Do ponto de vista das características individuais, constatamos que mulheres (22,3%) possuem maior possibilidade de trabalho remoto que os homens (14,2%), assim como brancos e amarelos (24,5%) possuem um potencial maior que pretos e pardos (12,2%). Além disso, o potencial de trabalho remoto aumenta com a escolaridade (52,9% para trabalhadores com ensino superior completo e 1,5% e 4,6% para trabalhadores sem instrução e com fundamental incompleto, e com fundamental completo e ensino médio incompleto, respectivamente) e com o grau de formalização (23,6% no caso dos trabalhadores formais e 10,2% no caso dos trabalhadores informais).
Por último, mostramos que os estados e regiões adotaram o trabalho efetivo em linha com o seu potencial. Ou seja, os locais com maior potencial foram os que de fato adotaram mais o trabalho remoto. Da mesma forma, os resultados indicam que mulheres, brancos e amarelos, com mais anos de estudo e com vínculo formal de emprego trabalham em ocupações em que o trabalho remoto foi efetivamente mais adotado.

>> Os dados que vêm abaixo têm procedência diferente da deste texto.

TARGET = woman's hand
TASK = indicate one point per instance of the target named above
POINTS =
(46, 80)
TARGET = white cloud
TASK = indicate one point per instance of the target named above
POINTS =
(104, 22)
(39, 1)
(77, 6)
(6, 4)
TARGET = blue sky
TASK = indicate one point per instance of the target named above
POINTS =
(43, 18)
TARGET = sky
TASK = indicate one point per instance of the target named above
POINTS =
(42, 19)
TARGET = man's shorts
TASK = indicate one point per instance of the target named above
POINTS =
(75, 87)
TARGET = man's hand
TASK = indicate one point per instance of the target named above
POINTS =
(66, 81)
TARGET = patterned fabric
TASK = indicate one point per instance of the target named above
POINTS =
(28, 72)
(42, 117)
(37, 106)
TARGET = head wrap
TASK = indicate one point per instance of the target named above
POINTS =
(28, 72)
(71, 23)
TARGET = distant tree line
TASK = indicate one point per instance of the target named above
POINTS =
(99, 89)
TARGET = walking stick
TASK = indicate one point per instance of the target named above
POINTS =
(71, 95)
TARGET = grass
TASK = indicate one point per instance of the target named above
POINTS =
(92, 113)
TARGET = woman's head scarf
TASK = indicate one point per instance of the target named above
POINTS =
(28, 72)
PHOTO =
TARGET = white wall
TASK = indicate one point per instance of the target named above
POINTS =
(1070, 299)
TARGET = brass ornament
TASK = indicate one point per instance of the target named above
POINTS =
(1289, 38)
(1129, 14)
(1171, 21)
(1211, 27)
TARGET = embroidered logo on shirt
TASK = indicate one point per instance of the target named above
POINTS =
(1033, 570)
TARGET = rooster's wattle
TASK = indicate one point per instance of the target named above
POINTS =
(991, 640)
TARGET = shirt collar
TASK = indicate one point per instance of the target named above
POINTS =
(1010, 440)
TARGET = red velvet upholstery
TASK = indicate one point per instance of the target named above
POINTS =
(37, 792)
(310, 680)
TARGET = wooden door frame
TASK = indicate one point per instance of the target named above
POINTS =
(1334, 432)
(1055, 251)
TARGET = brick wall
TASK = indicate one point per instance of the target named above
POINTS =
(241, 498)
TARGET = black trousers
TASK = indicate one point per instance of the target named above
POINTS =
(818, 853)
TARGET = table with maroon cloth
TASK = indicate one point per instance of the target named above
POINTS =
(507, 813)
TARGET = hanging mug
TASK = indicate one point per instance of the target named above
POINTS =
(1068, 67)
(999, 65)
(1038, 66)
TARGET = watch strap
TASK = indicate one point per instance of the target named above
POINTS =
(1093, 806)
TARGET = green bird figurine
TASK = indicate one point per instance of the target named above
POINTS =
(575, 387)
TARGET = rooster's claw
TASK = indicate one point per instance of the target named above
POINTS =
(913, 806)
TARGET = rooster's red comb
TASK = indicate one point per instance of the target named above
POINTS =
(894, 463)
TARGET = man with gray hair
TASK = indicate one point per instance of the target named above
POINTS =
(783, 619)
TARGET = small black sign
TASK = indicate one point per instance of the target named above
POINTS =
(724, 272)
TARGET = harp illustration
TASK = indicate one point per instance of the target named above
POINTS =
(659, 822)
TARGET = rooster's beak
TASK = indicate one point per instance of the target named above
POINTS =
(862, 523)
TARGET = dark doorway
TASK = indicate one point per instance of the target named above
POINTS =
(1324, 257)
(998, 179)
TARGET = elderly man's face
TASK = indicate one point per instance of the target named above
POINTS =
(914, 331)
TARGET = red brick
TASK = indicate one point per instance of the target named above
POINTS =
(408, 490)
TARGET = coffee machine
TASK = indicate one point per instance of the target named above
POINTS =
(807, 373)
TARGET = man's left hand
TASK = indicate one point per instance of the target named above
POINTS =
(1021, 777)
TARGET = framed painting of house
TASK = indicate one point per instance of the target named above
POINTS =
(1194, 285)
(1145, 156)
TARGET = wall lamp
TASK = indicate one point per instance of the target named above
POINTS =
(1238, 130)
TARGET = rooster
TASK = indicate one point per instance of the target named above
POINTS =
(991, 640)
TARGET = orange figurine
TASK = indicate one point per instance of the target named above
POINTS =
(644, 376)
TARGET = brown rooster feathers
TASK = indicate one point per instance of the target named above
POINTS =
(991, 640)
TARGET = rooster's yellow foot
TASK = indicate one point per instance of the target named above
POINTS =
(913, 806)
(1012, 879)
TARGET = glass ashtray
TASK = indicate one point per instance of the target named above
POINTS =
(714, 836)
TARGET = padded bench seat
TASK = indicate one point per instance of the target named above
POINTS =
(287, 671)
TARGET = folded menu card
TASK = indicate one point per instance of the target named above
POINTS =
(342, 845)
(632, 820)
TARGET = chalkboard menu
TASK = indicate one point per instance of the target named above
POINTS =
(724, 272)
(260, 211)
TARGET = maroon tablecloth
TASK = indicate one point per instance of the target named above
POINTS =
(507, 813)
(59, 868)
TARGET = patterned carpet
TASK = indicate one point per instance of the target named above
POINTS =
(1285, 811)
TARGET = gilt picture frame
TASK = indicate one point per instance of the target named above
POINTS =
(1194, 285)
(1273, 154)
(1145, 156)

Por fim, avaliamos que um eventual avanço do trabalho remoto no Brasil virá acompanhado de muitos desafios. Em particular, existe um risco de ampliação das desigualdades já existentes, uma vez que o teletrabalho é possível especialmente para trabalhadores de maior escolaridade e salários mais elevados. Isso reforça ainda mais a necessidade de capacitação da mão de obra para as mudanças no mercado de trabalho e a necessidade de uma melhoria na infraestrutura doméstica, principalmente nos estados mais pobres, permitindo assim uma maior incorporação de trabalhadores nesta nova modalidade de trabalho.